Acclaim
Past meets present in engaging debut CD by Spanish violinist

As its title suggests, Francisco Fullana’s debut recording ‘Through the Lens of Time’ sees the talented Spanish violinist bring together four diverse works which, in different ways, engage with the music of the past.

The most obvious and direct engagement appears in the form of Max Richter’s The Four Seasons Recomposed (2012), wherein the composer tries to recapture the first flush and frisson of excitement he experienced as a child from first hearing Vivaldi’s well-known work. Fullana captures this innocence in a way that Daniel Hope’s far more assertive and outwardly expressive performance does not (DG, 2/13), and is more in keeping with the Baroque spirit of the original.

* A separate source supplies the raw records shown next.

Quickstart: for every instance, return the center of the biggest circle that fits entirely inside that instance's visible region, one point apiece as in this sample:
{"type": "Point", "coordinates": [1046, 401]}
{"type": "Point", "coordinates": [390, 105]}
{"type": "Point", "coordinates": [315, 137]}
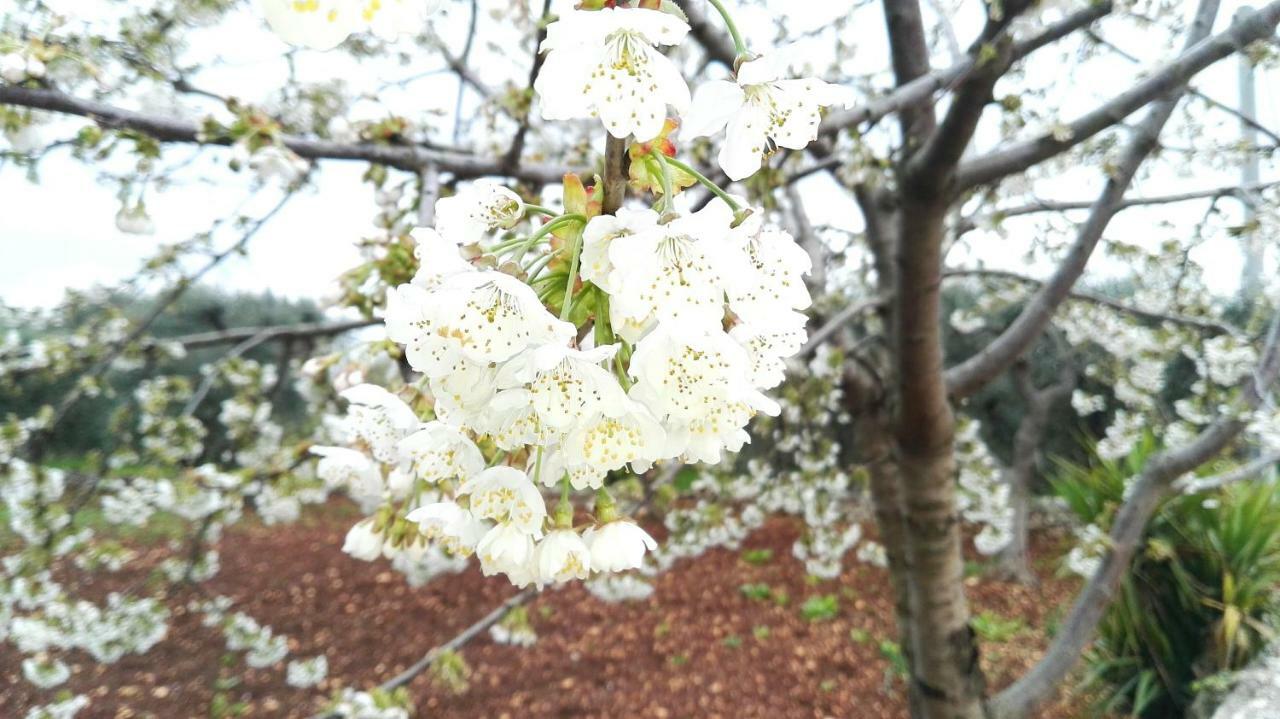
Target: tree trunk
{"type": "Point", "coordinates": [945, 669]}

‘Spring’ opens with an ever-increasing panoply of looping birdsong-like fragments drawn from Vivaldi above a Coldplay-inspired chord sequence, and Richter’s synthesis of pop and minimalism has brought him some success as a composer for film and TV. This is something we may not readily associate with Alfred Schnittke, yet the Russian’s salvaging from the cutting-room floor of musical material originally designed for the cinema screen brought about his Suite in the Old Style. Rarely straying beyond pastiche, the suite nevertheless reflects Schnittke’s innate understanding and appreciation of 18th-century dance forms. Fullana imparts a spirited dancelike quality throughout, including the fugue movement, and is adequately supported by David Fung’s unfussy accompaniment. Catalan composer SalvadorBrotons’s unremarkable Variacions sobre un tema barroc also keeps close to the 18th-century song upon which it draws.

The highlight, however, is Fullana’s account of the Korean mid-20th-century composer Isang Yun’s Königliches Thema for solo violin. By turns terse and explosive, Fullana’s compelling performance counters any criticisms that his playing sometimes lacks weight and muscularity.